>> Apple's experience has been somewhat to the contrary -- while the 
>> architecture varies some by OS release, one of the persisting performance 
>> problems they were seeing was the cost of fork()+execve() from applications 
>> with very large numbers of shared libraries, plugins, memory mappings, etc.
>>  Currently, they address this by having a process launch applications "by 
>> proxy" as a result of IPC requests instead of forking and execing, but you 
>> might reasonably argue that the problem is with the fork()+execve() model.
> Essentially the same regardless of libraries.  vfork is 5 times faster for 
> -static, 11 times faster for regular dynamic, and 20 times faster for extra 
> libraries.
> So.. if something auto-detects posix_spawn(), which uses vfork(), it would 
> be a win compared to the usual fork()/exec().  A small win, but still a win. 
> It would have to do a lot of iterations to add up.
> Incidently, this is why /usr/bin/make and /usr/bin/gcc are statically 
> linked.  /bin/sh used to be, but isn't so that ~user can use nsswitch.
> For amusement, think of kde and gnome with all their libraries.

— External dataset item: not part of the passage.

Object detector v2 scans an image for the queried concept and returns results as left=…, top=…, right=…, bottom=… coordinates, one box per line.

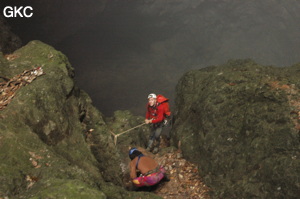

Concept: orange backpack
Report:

Well, kdeinit already performs pre-linking to avoid repeated runtime linker 
costs -- kdeinit is basically a template process waiting to be filled in with 
the specifics of any particular application, but with all the shared libraries 
already mapped and linked.  I've never benchmarked it, but one might 
reasonably assume that the technique works or they wouldn't ship with it. 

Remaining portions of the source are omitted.